Looking at going for the full 32gb now. The Corsair Vengeance isn't listed by Asus (I have the Sabertooth p67) - do you think it'll work ok? Also I'm worried about the height... my gskill ripjaws only just fit under the MASSIVE Noctura fan.

Any other 8gb stick options?


----------



## noiseboyuk (Jan 24, 2012)

A little bump for any knowledge on the above issues. the Sabertooth p67 is a massively popular board, but I can find hardly any information googling with regard to real world 32gb RAM compatibility, which is odd.


----------



## Scrianinoff (Jan 24, 2012)

Most people (I know) don't bother looking at that "memory/device support" list of Asus. Perhaps because Asus isn't updating it, as usual. The last update was almost half a year ago. Furthermore, the list is, again as usual, hardly exhaustive, and that's putting it mildly. The purpose of the list is I think to have some indication of tested and 'guaranteed' memory. Although I think it defeats the purpose if you think about. The specifications and real-world characteristics are determined by the memory chips on the dimms which are not produced by the brands from which you buy the dimms. For example Corsair of G-Skill can change their choice of memory chips factory at any moment without prior notice. They just guarantee a certain timing specification and some more rigorous or less rigorous final test of the dimms before they leave their factories.
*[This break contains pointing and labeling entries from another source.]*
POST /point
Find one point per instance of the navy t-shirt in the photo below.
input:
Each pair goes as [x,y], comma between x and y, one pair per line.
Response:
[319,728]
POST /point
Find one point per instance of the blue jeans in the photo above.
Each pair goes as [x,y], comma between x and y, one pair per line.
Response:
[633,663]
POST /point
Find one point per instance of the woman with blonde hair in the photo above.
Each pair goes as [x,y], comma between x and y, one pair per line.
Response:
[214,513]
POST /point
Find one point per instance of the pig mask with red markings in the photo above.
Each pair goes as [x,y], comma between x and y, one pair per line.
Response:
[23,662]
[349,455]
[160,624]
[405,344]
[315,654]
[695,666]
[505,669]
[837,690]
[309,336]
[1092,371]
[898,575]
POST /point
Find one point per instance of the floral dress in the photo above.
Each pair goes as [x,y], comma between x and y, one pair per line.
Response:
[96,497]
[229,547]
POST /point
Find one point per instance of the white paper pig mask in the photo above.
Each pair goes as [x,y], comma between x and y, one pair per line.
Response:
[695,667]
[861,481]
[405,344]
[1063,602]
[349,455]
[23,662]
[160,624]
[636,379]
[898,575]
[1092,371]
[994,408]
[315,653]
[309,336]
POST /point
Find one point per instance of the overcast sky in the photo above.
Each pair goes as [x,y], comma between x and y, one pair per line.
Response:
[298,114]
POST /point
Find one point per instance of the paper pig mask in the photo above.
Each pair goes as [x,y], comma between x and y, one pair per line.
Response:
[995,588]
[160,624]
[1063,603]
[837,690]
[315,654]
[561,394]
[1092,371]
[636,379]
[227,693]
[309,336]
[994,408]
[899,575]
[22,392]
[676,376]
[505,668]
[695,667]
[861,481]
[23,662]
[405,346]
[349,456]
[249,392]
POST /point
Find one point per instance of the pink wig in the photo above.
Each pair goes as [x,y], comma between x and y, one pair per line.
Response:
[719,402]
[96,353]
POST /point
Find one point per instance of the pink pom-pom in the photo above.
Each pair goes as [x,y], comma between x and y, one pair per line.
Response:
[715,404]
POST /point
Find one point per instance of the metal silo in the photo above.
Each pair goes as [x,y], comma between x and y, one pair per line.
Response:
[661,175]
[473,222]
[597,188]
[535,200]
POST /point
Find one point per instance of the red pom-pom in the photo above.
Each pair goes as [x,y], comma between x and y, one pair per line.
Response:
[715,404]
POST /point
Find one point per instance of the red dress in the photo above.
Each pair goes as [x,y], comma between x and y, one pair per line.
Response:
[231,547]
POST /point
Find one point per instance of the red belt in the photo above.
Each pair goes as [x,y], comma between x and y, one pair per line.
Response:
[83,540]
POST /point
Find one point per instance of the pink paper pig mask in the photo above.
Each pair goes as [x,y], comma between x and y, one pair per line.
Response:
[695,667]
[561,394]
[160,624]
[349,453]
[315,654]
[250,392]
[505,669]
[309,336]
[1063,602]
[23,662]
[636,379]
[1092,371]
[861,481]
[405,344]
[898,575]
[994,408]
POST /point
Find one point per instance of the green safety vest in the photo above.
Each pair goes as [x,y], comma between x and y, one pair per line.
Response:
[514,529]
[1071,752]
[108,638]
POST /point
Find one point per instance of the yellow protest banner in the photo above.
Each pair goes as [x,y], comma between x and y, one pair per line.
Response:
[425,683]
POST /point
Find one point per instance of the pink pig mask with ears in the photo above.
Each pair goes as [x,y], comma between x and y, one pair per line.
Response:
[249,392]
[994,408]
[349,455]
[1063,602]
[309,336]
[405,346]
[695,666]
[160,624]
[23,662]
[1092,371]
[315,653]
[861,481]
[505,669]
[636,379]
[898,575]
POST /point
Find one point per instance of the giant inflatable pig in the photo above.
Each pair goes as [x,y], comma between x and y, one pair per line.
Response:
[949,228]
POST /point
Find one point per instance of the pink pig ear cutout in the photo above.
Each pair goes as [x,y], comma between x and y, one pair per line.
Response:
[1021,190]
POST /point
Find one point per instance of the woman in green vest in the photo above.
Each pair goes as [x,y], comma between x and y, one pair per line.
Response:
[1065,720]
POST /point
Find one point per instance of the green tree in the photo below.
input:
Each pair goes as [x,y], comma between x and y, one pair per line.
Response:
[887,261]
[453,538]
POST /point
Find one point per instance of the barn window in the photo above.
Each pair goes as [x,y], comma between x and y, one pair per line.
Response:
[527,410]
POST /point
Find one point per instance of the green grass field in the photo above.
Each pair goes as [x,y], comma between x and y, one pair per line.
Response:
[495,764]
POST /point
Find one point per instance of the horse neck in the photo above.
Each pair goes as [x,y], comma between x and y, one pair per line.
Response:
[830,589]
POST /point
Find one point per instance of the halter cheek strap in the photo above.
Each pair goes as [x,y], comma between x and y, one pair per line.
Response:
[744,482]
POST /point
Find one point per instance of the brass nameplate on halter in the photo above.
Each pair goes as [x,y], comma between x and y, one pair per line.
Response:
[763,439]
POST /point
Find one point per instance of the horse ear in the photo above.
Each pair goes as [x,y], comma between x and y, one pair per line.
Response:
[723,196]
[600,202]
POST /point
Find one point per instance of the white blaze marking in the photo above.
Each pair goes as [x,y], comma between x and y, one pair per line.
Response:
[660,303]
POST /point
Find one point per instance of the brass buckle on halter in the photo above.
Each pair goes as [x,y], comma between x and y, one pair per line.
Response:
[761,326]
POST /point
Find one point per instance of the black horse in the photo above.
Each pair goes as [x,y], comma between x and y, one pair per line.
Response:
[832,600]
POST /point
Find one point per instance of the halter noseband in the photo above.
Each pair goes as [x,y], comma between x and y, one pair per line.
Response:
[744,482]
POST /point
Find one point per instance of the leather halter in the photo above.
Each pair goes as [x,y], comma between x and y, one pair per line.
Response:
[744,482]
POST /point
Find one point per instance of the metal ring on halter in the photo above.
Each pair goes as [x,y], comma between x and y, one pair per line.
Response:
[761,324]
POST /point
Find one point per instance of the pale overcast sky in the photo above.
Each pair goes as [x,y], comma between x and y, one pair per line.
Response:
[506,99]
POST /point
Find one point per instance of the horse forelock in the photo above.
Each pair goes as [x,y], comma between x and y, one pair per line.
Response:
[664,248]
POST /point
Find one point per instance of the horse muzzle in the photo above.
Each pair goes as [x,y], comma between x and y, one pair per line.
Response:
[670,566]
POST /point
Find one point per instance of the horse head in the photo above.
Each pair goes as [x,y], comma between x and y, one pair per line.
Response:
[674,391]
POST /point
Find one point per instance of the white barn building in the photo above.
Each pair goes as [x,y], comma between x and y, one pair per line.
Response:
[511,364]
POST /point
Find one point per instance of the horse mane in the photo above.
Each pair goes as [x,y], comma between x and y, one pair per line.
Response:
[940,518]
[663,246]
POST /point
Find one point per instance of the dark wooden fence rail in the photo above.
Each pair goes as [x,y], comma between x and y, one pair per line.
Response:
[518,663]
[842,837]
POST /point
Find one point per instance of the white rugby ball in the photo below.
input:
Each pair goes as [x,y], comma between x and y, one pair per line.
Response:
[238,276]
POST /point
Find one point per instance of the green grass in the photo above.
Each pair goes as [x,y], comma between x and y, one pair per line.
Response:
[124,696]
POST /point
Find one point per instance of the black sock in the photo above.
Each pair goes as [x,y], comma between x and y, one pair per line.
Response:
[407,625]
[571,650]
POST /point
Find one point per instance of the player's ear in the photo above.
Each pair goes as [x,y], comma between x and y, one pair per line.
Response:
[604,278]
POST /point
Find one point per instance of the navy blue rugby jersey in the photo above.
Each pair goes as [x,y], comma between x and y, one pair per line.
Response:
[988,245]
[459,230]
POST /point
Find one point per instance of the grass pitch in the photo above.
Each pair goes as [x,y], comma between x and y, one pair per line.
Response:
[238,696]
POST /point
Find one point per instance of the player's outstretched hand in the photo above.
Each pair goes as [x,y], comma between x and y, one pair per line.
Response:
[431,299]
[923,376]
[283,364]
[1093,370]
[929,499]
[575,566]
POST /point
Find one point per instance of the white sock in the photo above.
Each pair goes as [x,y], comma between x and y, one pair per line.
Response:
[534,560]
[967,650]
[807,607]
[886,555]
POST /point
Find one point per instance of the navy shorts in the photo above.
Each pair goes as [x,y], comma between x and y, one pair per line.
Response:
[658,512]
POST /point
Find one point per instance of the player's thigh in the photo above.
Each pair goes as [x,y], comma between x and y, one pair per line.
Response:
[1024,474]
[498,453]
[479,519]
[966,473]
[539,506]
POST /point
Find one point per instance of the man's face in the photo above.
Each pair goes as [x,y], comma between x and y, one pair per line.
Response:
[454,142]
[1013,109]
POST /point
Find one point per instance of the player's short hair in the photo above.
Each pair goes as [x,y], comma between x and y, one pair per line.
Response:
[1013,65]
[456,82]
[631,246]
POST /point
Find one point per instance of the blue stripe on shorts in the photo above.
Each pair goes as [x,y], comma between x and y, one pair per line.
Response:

I always buy my memory from one of the better brands and never go overboard with exotic speeds or timings. I think it's not worth it, as do these guys: http://www.tomshardware.co.uk/memory-scaling-i7,review-31600-6.html (http://www.tomshardware.co.uk/memory-sc ... 600-6.html)

And more recently: Going from 1600 to 2133 MHz, the application performance is not even 1% faster (from 1min58s to 1min57s, and that only for 3 of the tested dimms, the other 2 stayed at 1min58s : hooray!):
http://www.tomshardware.co.uk/quad-channel-ddr3-memory-review,review-32347-10.html (http://www.tomshardware.co.uk/quad-chan ... 47-10.html)

I would say, buy one of the 'quality' brands and don't forget to check whether they will fit under your cooling solution before buying.

Edit: Have you ever heard of memory of those brands being not compatible with some of the 'most popular' motherboards? I haven't. Good luck though


----------



## noiseboyuk (Jan 24, 2012)

That all sounds pretty encouraging - thanks scrianinoff. I'm hoping those Corsairs will fit - looking at the existing ripjaws they go pretty high too, it's only that the Corsairs LOOK higher because that's the design. I hope.


----------



## Scrianinoff (Jan 24, 2012)

noiseboyuk @ Tue 24 Jan said:


> That all sounds pretty encouraging - thanks scrianinoff. I'm hoping those Corsairs will fit - looking at the existing ripjaws they go pretty high too, it's only that the Corsairs LOOK higher because that's the design. I hope.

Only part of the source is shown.